Reeds was er een leger van twintigduizend man bij Parijs vergaderd, om het
Koninkrijk Majorca uit de handen der ongelovigen te gaan verlossen: dit
waren de benden waarvan de bijeenroeping door Robrecht van Bethune aan de
Vlaamse Heren was kenbaar gemaakt. Met dit leger zou men tegen Vlaanderen
ten krijg hebben kunnen trekken, maar Philippe wilde geen nederlaag wagen;
hij besloot de wraak nog enige tijd uit te stellen, om meer mannen te velde
te kunnen brengen. Meteen werd er, door buitengewone boden, een roep door
heel Frankrijk gezonden; het werd de Baanderheren des Rijks kond gedaan dat
de Vlamingen zevenduizend Fransen vermoord hadden, en dat de Vorst zijn
Leenmannen zo spoedig mogelijk met hun Laten te Parijs riep, om die hoon te
gaan wreken. In die tijden waren de wapendaden en de oorlog de enigste
bezigheden der Edellieden, zij verheugden zich zodra er ergens te strijden
was; het is dus niet te verwonderen dat zij op die roep antwoordden. Uit
alle gedeelten van het wijde Frankrijk kwamen de Leenheren met hun
gewapende Laten toegelopen, en in weinig dagen bevond het Franse leger zich
boven de vijftigduizend man sterk.
Benevens de Leeuw van Vlaanderen en Charles de Valois, was Robert d'Artois
een der moedigste krijgsoversten van Europa; boven deze twee eerste ridders
bezat hij nog die ondervinding en ervarenheid, welke hij uit zijn talrijke
tochten geput had; nooit was het harnas acht volle dagen van zijn lichaam
geweest, en zijn haren waren onder de helm vergrijsd. De onverbiddelijke
haat, welke hij tegen de Vlamingen droeg, omdat zijn enige zoon door hen te
Veurne verslagen was, dreef de Koningin Johanna aan om hem tot
Seneschalk-bevelhebber des legers te doen benoemen; dit was haar niet
moeilijk, want niemand kwam dit eervol ambt meer toe dan Robert
d'Artois[102].
Gebrek aan geld en de dagelijkse aankomst der Leenheren uit verre
heerlijkheden hielden deze macht nog enige tijd in Frankrijk. De al te
grote drift, welke de Fransen gewoonlijk in hun tochten gebruikten, was hun
menigmaal verderfelijk geweest; zij hadden ten hunnen koste geleerd dat de
voorzichtigheid ook een macht is; derhalve wilden zij zich ditmaal van
alles voorzien en met meer beleid te werk gaan.--De boze Koningin van
Navarra ontbood Robert d'Artois bij haar en dreef hem aan om alle
wreedheden in Vlaanderen te plegen.

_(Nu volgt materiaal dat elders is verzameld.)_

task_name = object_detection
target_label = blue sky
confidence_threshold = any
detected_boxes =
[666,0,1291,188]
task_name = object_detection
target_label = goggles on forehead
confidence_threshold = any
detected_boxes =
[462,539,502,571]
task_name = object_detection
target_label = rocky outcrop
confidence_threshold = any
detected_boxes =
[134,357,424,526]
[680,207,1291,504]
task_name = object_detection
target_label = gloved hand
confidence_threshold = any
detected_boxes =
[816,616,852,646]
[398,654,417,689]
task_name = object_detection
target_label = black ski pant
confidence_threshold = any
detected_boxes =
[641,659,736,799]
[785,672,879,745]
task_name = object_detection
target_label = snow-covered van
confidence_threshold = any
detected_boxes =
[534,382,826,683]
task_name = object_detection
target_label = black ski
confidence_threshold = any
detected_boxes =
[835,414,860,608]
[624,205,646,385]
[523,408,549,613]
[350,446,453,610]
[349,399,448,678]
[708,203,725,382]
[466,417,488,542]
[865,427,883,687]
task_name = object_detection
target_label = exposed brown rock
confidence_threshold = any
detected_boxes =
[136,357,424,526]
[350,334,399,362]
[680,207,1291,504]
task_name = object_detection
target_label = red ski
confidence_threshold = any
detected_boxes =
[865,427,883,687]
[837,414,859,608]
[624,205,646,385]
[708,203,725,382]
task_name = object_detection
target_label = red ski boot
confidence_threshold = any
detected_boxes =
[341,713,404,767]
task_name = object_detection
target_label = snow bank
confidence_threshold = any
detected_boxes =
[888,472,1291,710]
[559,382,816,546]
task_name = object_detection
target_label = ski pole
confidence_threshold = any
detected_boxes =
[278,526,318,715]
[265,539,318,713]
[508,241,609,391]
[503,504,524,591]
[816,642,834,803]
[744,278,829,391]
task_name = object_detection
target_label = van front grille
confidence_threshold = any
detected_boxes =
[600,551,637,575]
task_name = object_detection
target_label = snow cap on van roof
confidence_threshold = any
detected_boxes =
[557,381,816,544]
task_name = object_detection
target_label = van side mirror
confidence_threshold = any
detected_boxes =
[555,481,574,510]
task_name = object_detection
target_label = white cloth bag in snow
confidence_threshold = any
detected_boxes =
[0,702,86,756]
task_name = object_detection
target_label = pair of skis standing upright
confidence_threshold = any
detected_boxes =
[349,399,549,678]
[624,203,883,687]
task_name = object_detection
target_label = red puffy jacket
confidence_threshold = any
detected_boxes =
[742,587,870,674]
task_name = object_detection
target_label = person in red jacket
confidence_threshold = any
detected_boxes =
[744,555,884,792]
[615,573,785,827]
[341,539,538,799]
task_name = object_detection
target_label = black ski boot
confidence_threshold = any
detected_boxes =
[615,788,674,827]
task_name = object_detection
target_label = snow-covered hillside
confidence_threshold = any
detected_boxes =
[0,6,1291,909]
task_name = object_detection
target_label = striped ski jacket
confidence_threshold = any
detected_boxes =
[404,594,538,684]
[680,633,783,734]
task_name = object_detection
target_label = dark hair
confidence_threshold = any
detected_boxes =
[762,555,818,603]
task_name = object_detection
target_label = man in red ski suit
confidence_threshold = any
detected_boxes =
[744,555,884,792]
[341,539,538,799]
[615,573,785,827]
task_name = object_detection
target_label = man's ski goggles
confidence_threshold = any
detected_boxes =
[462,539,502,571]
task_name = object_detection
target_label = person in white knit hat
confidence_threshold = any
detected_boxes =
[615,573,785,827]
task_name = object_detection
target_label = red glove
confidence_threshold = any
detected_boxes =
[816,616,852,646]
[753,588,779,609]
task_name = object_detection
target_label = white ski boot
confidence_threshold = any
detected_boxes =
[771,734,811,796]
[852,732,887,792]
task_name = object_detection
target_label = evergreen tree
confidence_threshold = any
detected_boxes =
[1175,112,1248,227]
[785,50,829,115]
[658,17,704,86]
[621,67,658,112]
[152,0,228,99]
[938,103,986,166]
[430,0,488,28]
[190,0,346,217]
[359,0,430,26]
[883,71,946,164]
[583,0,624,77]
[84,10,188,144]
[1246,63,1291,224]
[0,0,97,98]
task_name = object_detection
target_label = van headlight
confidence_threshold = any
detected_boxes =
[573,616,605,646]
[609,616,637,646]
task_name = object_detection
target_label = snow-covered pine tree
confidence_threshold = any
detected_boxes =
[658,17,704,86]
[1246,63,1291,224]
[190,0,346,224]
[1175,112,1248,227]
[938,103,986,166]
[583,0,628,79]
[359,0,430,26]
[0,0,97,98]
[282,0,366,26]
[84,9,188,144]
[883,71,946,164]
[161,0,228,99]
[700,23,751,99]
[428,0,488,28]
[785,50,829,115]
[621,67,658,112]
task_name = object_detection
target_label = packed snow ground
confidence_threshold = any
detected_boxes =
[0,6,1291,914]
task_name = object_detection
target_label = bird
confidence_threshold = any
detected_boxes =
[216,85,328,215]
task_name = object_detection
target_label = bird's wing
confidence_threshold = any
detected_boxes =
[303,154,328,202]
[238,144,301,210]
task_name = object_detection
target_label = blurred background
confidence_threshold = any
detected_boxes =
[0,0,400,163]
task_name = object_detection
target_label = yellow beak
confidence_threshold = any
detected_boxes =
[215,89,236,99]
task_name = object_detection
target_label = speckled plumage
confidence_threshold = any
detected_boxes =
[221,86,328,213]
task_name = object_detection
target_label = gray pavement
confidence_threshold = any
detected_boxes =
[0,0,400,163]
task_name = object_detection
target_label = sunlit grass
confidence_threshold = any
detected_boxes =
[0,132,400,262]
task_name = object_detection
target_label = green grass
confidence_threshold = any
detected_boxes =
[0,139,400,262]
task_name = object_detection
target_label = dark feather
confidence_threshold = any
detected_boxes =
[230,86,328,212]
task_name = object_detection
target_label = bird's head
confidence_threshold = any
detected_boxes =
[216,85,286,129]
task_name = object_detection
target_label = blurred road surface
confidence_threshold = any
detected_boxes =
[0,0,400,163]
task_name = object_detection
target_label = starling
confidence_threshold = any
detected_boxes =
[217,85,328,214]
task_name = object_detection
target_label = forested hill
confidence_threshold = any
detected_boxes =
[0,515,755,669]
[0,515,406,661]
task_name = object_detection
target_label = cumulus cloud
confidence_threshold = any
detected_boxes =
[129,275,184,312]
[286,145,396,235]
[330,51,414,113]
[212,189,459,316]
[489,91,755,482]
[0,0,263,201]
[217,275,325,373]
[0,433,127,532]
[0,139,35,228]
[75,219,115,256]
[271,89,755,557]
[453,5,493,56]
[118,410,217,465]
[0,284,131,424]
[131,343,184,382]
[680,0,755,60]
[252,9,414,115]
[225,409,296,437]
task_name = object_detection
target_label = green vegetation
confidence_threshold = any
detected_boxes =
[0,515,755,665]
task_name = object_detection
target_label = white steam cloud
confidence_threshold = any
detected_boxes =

Onder andere gebood zij hem: dat men de
borsten van al de Vlaamse zeugen afsnijden en al haar biggen met het zwaard
doorspeten zou, en dat men de honden van Vlaanderen zou doodslaan; de
honden van Vlaanderen waren de dappere mannen, die met het staal in de
vuist voor het Vaderland strijden zouden. Deze schandelijke woorden door
een Koningin, door een vrouw gesproken, zijn, ten bewijze harer wreedheid
in de Kronieken bewaard[103].
Gedurende dit uitstel versterkten zich de Vlamingen grotelijks. Mijnheer
Van Borluut had de Gentenaren tegen de bezetting hunner stad doen opstaan
en dreef de Fransen uit Gent, zevenhonderd derzelve bleven in dit oproer
dood. Oudenaarde en meer andere gemeenten maakten zich insgelijks vrij, in
dier voege dat er geen vijanden meer overbleven dan in de sterke steden,
waar de gevluchte Fransen te saam gelopen waren[104]. Willem van Gulik, de
Priester, kwam met een goede bende boogschutters uit Duitsland in Brugge;
zodra Mijnheer Jan van Renesse zich met vierhonderd Zeelanders bij hem
vervoegd had, vertrokken zij beiden, met hun volk en een goed getal
vrijwilligers, naar Kassel, om de Franse bezetting te bespringen en te
verjagen. Die stad was ongemeen sterk gemaakt, en kon niet gemakkelijk
gewonnen worden; Willem van Gulik had op de medewerking der Burgers
gerekend, maar deze werden zo wel door de Fransen bewaakt dat zij zich niet
dorsten roeren. Dit verplichtte Mijnheer Willem een regelmatige belegering
aan te vangen, het duurde vrij lang eer hij zich de nodige werktuigen had
bezorgd.
De jonge Gwyde was in de voornaamste steden van West-Vlaanderen met blijde
toejuichingen ontvangen geweest; zijn tegenwoordigheid had er velen moed
gegeven, en tot de verdediging des Vaderlands aangepord: op dezelfde wijs
had Adolf van Nieuwland de mindere vlekken bezocht om het volk te wapen te
roepen.
In Kortrijk lagen bij de drieduizend Fransen onder het bevel van de
Kastelein van Lens. In stede van zich door goede behandelingen bij de
burgerij lijdelijk te maken, begingen deze bijeengeraapte krijgsknechten
alle soorten van gewelddadigheden,--maar dit verveelde de Kortrijkers
spoedig. Door het voorbeeld der andere steden aangemoedigd stonden zij
tegelijk tegen de Fransen op, en versloegen er meer dan de helft; de
overigen vloden in aller ijl op het kasteel, en versterkten zich tegen de
aanval des volks. Om zich te wreken, schoten zij met vlammende pijlen op de
stad en staken de schoonste gebouwen in brand. Al de huizen rondom de Markt
en het Begijnhof werden door het vuur tot de grond vernield[105]. De
Kortrijkers belegerden het kasteel met veel moed en onversaagdheid, echter
was het hun niet mogelijk de Fransen zonder andere hulp te verjagen; met
het droevig vooruitzicht van hun stad weldra gans te zien afbranden, zonden
zij een bode naar Brugge, om Mijnheer Gwyde dringend om bijstand te smeken.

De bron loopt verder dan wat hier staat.